I soon developed a "folder office," meaning I took two pocketed folders (probably ones with photos of cute kittens on them) and opened them each to 90° angles, making a corral for me to work within.
I remember my teacher, Mrs. Hunnicutt, protesting at first, but soon she began to realize there was no harm in my invention. A few of my classmates soon followed suit, and the classroom actually grew quieter as we shrunk into our own private workspaces during independent work.
Think of the same thing but on a little bit larger scale, and you have "mini offices" outfitted for the homeschool setting. You can use file folders (think an extension of lapbooks) -- or something a little larger, like science presentation boards. We used the latter, but cut ours in half width-wise so that they would fit on top of the dining room table. Both kids have two; one is for language arts, Bible and geography, and one is for math and "miscellaneous."

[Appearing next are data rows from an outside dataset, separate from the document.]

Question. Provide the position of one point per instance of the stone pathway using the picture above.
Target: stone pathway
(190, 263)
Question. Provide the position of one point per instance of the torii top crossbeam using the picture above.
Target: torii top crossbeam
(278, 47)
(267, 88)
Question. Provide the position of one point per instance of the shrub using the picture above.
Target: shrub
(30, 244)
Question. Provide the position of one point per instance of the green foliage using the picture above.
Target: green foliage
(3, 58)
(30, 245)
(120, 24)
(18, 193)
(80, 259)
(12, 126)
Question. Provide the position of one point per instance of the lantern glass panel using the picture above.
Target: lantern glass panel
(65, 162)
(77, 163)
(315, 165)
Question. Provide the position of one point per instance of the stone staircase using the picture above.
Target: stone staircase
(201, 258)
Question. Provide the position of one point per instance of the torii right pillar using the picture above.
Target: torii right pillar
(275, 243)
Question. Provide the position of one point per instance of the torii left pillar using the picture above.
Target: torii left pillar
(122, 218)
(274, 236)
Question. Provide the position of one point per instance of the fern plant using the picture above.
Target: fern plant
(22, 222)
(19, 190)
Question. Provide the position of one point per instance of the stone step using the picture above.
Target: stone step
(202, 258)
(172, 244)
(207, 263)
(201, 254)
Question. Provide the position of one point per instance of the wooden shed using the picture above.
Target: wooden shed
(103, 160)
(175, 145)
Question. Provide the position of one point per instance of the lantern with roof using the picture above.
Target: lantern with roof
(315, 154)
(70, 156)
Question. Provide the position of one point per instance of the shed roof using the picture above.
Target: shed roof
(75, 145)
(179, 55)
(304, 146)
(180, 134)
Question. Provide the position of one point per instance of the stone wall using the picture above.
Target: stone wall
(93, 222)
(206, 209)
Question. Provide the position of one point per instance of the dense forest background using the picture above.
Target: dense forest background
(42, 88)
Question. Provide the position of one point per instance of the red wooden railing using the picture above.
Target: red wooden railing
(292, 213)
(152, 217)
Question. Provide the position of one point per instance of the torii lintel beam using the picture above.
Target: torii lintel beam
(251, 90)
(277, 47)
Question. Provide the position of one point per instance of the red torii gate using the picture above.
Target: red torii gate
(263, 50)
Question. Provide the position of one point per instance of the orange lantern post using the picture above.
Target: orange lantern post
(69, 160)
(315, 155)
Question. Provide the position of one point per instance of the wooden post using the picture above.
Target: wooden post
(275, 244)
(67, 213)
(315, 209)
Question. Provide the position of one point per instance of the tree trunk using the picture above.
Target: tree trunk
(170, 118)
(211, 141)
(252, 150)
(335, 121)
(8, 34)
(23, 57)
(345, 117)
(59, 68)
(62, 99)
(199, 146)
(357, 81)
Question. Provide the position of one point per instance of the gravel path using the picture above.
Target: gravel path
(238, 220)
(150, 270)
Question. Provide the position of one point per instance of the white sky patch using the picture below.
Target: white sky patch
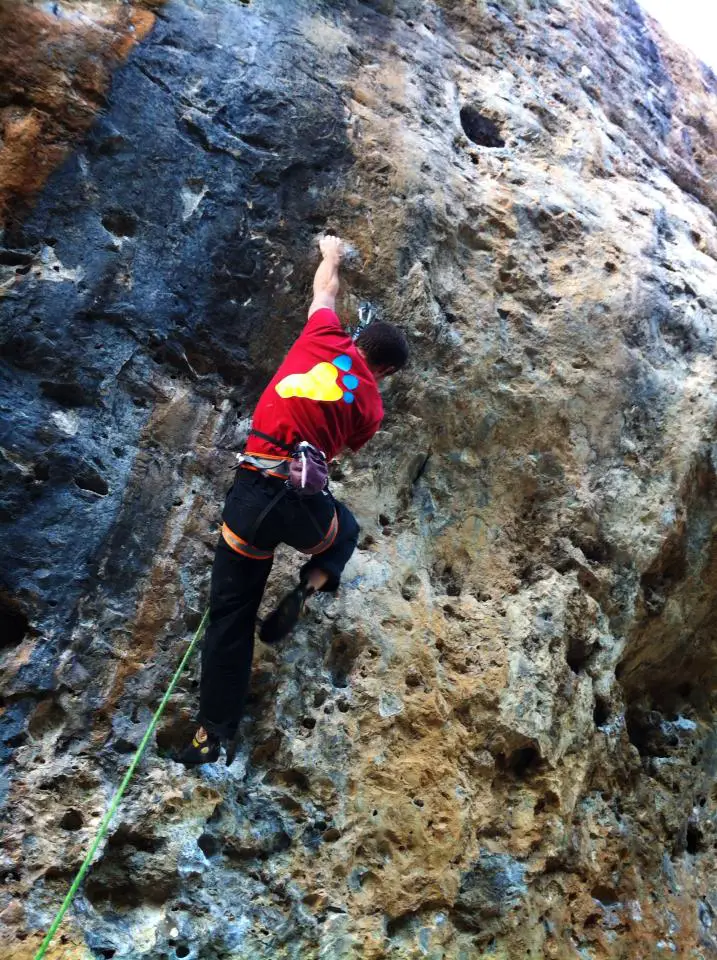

I found many of the printables via this helpful article about mini offices. A quick search on Pinterest yielded more. I framed many with cardstock and then laminated them. The great thing about science presentation boards is that you can tape the objects to the board and then move them around without ripping the cardboard; it's made for moving things around. We can change the boards as the academic needs change through the school year.
(This board has: The US presidents, a US map, days of the week, months of the year, books of the Bible, and parts of speech.)
(Miss Artsy's has the same, as well as a punctuation chart and an alphabet chart.)
(Mr. Tinker's math and miscellaneous board has a "today is" write on/wipe off sign, "What I'm Memorizing" sleeve that we can switch out depending on the poem he's working on currently, math equivalent charts, and fraction strips.)
(Miss Artsy's math board has a number line, 100 chart, 3D geometric solids chart, shapes chart, money chart, tally marks chart, and (not pictured, on both hers and her brother's), a "What I'm Creating" sleeve, which lets them rotate out their current pieces of favorite artwork for display.)